# peppermint candy feed



## Michael Brooks (May 2, 2013)

Has anybody ever tried feeding bees peppermint candy. I found a place that will sale pallets of scrap soft peppermint of various flavors for $25 per 1000 lbs.What do yall think?


----------



## Jon B (Apr 24, 2013)

I purchase scrap candy from a local candy maker. I like put it out in the bee yard during the early spring and late fall when there is no longer a flow. It gives the bees something to do instead of robbing the weak hives.

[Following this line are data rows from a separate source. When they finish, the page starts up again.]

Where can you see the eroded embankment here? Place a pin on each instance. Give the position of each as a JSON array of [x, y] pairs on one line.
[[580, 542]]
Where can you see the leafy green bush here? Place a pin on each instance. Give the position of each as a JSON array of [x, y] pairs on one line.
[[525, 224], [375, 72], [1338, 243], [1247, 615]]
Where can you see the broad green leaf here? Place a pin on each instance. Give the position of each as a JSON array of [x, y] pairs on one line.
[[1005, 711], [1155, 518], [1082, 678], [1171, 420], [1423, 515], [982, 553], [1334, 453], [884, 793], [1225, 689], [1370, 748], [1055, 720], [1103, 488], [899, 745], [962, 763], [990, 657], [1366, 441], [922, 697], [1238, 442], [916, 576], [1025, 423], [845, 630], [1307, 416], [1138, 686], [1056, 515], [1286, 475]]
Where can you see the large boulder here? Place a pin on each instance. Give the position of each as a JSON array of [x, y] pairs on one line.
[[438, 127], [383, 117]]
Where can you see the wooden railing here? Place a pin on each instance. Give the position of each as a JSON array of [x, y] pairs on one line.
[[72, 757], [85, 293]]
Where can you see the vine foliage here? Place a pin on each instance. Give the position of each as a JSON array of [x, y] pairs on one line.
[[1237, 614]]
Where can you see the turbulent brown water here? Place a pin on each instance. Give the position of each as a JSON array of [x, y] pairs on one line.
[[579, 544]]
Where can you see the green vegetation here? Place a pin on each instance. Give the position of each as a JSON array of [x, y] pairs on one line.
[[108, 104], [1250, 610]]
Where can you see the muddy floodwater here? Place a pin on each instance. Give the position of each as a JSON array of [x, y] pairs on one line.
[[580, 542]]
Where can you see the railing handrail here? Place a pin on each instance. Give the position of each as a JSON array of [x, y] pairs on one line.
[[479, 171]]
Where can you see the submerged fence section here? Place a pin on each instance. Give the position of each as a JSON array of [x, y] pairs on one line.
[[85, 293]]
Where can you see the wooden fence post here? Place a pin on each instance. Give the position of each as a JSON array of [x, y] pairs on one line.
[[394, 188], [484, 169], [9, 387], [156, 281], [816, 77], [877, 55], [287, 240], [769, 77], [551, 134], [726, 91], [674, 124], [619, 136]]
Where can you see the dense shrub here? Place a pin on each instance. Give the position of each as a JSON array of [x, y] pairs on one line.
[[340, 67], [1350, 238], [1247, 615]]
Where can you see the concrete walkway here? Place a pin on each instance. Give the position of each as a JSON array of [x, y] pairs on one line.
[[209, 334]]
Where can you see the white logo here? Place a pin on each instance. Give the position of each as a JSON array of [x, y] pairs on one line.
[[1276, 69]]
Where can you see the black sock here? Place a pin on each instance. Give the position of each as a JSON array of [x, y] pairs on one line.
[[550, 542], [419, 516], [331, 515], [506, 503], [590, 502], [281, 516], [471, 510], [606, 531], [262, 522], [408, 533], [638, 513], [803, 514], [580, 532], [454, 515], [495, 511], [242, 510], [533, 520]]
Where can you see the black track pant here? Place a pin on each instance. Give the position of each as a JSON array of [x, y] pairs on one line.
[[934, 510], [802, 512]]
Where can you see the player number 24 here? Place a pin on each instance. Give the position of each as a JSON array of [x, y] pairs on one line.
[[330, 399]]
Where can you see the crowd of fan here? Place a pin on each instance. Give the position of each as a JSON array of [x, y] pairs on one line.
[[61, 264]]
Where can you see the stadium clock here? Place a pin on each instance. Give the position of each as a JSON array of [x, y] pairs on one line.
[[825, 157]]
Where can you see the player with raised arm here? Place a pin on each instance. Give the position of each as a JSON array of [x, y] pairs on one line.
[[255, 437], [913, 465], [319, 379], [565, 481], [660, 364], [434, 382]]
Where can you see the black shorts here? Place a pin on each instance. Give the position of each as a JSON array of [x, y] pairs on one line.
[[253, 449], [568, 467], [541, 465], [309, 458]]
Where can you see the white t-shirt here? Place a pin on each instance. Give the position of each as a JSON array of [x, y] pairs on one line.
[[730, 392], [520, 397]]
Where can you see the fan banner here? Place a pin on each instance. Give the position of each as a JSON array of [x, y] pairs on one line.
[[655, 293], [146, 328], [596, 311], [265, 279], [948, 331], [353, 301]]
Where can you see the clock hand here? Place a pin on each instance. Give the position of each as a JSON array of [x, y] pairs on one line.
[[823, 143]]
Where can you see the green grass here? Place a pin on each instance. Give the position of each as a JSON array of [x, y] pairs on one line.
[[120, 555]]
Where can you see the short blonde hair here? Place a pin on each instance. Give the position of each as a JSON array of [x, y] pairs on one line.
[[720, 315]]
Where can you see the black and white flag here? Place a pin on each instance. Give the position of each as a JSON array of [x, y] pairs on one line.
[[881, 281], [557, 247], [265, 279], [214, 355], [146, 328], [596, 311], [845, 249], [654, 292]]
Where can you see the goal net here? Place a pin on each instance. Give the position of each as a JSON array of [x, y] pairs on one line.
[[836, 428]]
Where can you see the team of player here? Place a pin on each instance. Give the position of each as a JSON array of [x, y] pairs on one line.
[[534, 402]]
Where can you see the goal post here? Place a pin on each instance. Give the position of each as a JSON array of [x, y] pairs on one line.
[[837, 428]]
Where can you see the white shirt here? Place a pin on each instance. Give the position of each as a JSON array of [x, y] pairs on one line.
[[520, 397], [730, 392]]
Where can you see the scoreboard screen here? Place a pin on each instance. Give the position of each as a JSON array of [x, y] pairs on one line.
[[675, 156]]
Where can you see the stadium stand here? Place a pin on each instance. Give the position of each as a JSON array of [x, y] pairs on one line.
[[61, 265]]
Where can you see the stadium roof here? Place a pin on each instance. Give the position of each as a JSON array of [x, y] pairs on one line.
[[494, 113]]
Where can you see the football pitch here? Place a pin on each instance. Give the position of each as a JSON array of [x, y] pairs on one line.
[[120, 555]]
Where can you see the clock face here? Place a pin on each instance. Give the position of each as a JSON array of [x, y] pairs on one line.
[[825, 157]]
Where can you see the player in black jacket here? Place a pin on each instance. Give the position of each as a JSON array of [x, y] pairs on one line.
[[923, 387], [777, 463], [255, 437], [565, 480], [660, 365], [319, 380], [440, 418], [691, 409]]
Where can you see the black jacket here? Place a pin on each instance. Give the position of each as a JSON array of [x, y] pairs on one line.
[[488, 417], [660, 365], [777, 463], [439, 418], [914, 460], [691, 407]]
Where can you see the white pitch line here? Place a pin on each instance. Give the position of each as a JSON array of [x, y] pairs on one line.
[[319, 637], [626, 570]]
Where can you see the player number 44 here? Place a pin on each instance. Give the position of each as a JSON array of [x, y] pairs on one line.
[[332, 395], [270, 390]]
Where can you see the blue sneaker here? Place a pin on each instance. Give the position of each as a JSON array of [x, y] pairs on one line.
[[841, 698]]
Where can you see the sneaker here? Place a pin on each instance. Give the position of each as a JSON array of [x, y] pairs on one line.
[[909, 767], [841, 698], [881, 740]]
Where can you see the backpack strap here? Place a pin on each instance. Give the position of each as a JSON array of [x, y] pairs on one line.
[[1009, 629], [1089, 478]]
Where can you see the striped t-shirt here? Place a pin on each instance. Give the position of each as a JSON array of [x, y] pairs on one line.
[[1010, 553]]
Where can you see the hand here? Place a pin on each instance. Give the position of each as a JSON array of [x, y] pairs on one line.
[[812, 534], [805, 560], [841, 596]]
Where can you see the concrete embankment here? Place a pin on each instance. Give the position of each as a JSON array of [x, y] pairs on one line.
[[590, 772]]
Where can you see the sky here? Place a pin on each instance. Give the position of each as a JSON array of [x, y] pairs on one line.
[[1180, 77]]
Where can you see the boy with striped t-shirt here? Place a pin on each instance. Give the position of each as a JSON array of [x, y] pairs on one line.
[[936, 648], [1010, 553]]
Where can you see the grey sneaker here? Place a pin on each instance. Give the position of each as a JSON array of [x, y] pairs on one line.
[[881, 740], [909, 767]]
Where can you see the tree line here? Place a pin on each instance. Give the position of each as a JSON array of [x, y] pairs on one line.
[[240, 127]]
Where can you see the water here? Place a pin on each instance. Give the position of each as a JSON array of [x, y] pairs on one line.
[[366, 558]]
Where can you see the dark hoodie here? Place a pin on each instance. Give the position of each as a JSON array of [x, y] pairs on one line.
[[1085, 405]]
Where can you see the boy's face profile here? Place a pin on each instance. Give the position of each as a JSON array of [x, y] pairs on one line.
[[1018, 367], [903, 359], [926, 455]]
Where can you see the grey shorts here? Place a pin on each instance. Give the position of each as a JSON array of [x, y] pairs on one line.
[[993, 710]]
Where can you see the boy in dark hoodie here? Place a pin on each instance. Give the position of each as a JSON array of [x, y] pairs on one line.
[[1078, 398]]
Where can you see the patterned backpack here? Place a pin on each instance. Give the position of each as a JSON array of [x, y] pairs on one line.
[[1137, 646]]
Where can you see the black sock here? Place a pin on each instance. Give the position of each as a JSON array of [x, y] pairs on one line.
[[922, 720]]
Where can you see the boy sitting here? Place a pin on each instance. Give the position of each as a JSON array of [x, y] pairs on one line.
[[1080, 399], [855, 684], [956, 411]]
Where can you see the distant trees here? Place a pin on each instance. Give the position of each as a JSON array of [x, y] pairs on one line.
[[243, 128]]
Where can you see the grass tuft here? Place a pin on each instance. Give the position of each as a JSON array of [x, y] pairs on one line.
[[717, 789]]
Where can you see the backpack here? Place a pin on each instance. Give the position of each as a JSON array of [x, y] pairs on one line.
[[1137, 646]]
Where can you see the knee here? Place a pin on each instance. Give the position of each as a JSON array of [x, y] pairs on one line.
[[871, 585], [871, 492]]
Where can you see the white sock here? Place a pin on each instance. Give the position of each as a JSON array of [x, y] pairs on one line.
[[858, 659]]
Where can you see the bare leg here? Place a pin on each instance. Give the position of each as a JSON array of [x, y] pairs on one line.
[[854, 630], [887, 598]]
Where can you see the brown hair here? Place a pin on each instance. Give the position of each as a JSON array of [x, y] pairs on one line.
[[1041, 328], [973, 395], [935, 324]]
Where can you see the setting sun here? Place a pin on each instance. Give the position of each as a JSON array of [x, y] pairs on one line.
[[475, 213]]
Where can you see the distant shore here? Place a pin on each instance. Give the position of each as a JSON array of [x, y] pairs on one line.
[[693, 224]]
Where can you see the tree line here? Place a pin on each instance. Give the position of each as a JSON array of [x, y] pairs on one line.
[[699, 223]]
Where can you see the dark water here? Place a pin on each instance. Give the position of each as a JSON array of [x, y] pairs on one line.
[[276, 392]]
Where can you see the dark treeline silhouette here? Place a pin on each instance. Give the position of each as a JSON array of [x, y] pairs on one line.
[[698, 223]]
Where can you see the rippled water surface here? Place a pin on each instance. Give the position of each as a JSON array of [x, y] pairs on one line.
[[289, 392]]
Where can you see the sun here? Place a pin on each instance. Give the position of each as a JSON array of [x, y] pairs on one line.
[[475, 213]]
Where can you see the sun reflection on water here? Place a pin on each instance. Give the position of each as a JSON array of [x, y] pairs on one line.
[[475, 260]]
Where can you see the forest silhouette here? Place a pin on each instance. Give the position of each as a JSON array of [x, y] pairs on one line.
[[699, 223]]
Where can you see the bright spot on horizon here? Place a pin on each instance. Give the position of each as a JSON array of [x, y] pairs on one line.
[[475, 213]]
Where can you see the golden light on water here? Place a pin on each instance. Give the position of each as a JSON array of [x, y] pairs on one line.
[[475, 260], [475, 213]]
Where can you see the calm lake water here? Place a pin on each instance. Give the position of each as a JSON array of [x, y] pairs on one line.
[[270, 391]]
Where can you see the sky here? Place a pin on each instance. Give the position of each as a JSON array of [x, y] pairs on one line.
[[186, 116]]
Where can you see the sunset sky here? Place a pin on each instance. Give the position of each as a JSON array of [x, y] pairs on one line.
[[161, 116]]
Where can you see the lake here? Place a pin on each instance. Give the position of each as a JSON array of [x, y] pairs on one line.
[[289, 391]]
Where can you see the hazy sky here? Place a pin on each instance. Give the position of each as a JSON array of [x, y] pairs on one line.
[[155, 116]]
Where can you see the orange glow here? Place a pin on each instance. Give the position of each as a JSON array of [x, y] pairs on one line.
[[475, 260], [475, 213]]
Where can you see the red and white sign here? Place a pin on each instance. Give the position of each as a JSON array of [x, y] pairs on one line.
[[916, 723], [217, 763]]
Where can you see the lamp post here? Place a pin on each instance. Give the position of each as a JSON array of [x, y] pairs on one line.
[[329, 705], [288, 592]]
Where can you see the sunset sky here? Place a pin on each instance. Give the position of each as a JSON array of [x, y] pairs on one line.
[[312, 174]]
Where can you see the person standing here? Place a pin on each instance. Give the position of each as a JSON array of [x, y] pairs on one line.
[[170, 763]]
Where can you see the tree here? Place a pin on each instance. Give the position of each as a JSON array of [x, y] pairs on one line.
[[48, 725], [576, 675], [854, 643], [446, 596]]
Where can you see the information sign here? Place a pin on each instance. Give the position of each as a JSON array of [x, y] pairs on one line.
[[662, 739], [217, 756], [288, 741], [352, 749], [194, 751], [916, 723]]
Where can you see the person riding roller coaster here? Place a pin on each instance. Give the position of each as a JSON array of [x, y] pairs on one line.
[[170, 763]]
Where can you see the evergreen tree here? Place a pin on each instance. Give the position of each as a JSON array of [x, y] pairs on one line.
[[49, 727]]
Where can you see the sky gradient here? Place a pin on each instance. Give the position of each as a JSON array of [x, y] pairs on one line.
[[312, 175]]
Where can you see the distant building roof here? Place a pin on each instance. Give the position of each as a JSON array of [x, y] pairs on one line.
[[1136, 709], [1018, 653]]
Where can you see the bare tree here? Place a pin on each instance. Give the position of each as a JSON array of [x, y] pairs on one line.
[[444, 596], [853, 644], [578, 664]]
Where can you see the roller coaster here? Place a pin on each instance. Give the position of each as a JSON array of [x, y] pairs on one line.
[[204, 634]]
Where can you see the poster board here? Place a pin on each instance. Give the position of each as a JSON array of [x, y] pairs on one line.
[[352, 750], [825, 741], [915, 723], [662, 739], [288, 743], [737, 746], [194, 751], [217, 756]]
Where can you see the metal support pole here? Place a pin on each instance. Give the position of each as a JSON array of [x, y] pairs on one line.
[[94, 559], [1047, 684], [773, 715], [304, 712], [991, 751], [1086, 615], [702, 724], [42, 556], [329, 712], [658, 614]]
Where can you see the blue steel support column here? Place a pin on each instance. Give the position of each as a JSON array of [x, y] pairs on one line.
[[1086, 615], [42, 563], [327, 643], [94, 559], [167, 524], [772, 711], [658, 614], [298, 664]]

I don't put the candy directly in the hive, but on a piece of plywood for all the bees to work.


----------



## Michael Brooks (May 2, 2013)

I was thinking about dissolving it in water and feeding it like sugar water. What do you think?


----------



## tsmullins (Feb 17, 2011)

Peppermint candy is what my grandfather used for winter feed. Not sure if this is a good practice or not. But it worked for him.


----------



## David LaFerney (Jan 14, 2009)

I saw a thread somewhere (some time ago) about someone who made syrup out of surplus pepperment candy and fed it after they extracted honey, then extracted that and sold it at a farmers market as a specialty hive product - not as honey. They said that people loved it.


----------



## The Honey Householder (Nov 14, 2008)

$50 a ton is not a bad price. I had a semi load of strawberry jam gave to me once and we mixed it into the syrup and feed it one year. Just had to dump the strawberry seeds out of the feeders.


----------



## tommysnare (Jan 30, 2013)

great ideas .... allll of them !


----------



## cerezha (Oct 11, 2011)

I read somewhere (beesource?) that mint candy in old days used against mites (?) in beehive - just slide a piece inside the hive through the entrance. I am sure it was in connection to "natural" treatment against varroa. I was thinking to try it but never had a chance (candy) 
Based on what I read, I guess, you could use it instead "sugar candy" for feeding in winter time. I do not think making a syrup out of this would make sense. I am wondering, how you plan to store a ton of candy?


----------



## The Honey Householder (Nov 14, 2008)

Hey at that price I would buy 3 to 4 tons to give it a try. Sugar candy would be good in fall and winter, but for quick build up you would want to make it into syrup.:thumbsup:


----------



## Michael Brooks (May 2, 2013)

Bought three tons. Figured it was worth a try at that price. I have it stored in a dry van.


----------



## Makin' Honey (Sep 13, 2010)

Back in the day when Bob’s Candy was in Albany I bought tons of hard candy and fed my bees. I saw no ill effect. However a little red peppermint in you honey will change the color of your honey in a hurry. I went so far as to melt up about eight drums at a time into liquid and filter out the color and flavor into nice clear syrup. I quit when Bob’s changed their recipe to something like 30% sugar and 70% corn syrup. Not high fructose syrup but the corn syrup like Karo corn syrup. You might want to find out what their recipe is????


----------